Alors écolo ou pas la voiture électrique? Voici la réponse, en plusieurs points.

Production de la voiture

Les batteries de voitures électriques pèsent en moyenne 200 kg. A l’évidence, on émet donc plus de gaz à effet de serre pour produire une voiture électrique qu’une voiture classique. Ceci d’autant que la production de batteries implique l’extraction de minerais rares dans des pays où les conditions écologiques et sociales sont éminemment discutables.

Avec un petit bémol, lié aux tendances actuelles: en raison de la multiplication des SUV, dont le public est de plus en plus friand, les voitures thermiques sont de plus en plus lourdes, ce qui tempère un peu leur avantage comparatif, et gonfle d’autant, toutes proportions gardées, l’utilisation de minerais pour les produire.

Utilisation de la voiture

A priori, n’émettant pas de gaz à effet de serre, l’intérêt des véhicules électriques devrait être évident. Sauf qu’il faut s’interroger sur l’origine de l’électricité utilisée par le véhicule. Si celle-ci est issue d’une production solaire hydraulique ou éolienne, le bilan sera dans ce cas en faveur de la voiture électrique malgré la production de la batterie, et ce à condition que durant toute sa vie, la voiture roule au moins 50’000 kilomètres. Si en revanche, la voiture est alimentée par de l’électricité produite par la combustion de charbon (Chine, Pologne, par ex) le bilan de la voiture sera même pire que celui de la voiture thermique.

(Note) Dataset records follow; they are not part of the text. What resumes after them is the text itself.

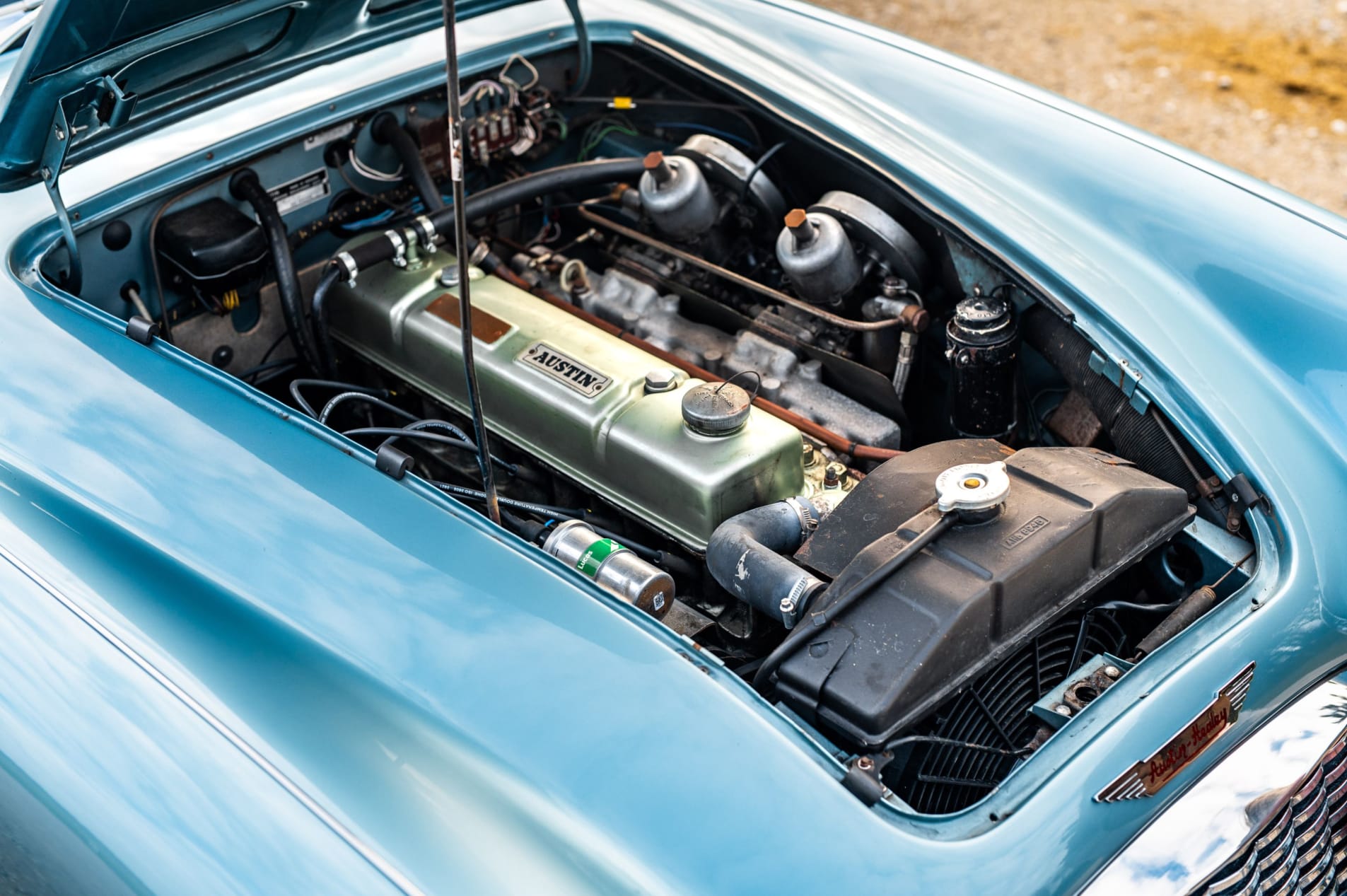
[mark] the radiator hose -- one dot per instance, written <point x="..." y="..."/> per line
<point x="245" y="186"/>
<point x="1136" y="437"/>
<point x="745" y="555"/>
<point x="385" y="129"/>
<point x="504" y="196"/>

En Suisse, en termes d’émissions de CO2, le mix électrique est plutôt bon (60% hydraulique, 40% nucléaire), la voiture électrique peut donc être intéressante, même si la question du devenir des déchets nucléaires est très loin d’être résolue. Le problème, c’est que les réseaux européens étant interconnectés, il risque bien de vous arriver de recharger votre voiture avec de l’électricité... provenant de pays qui ont recours au charbon. «Pour être sûr de l’origine de son électricité, explique Denis Bochatay, Senior sustainability consultant chez Quantis, un cabinet de conseil spécialisé dans l’accompagnement d’entreprises afin de mesurer, comprendre et gérer les impacts environnementaux de leurs produits, services et activités, mieux vaut installer des panneaux solaires ou acheter de l’électricité renouvelable auprès de son distributeur d’électricité. »

Impact sur la santé

En termes de santé, le résultat est indiscutablement en faveur de la voiture électrique, sans la moindre hésitation. Dépourvue de pot d’échappement, celle-ci ne libère pas de gaz polluants là ou elles roulent, c’est-à-dire là où se concentrent les populations, un grand avantage dans nos cités européennes déjà largement polluées.

Et l’avenir?

L’automobile électrique relève de technologies et de circuits industriels encore très jeunes, alors que la voiture thermique a derrière elle un siècle d’existence et d’optimisation. C’est dire si son potentiel d’amélioration est grand pour les décennies à venir. Les conditions de production des batteries sont appelées à largement s’améliorer tandis que des filières de recyclages performantes devraient progressivement se mettre en place. Ceci alors que les conditions de production d’électricité propre d’origine renouvelable iront encore en s’améliorant dans la foulée des Accords de Paris.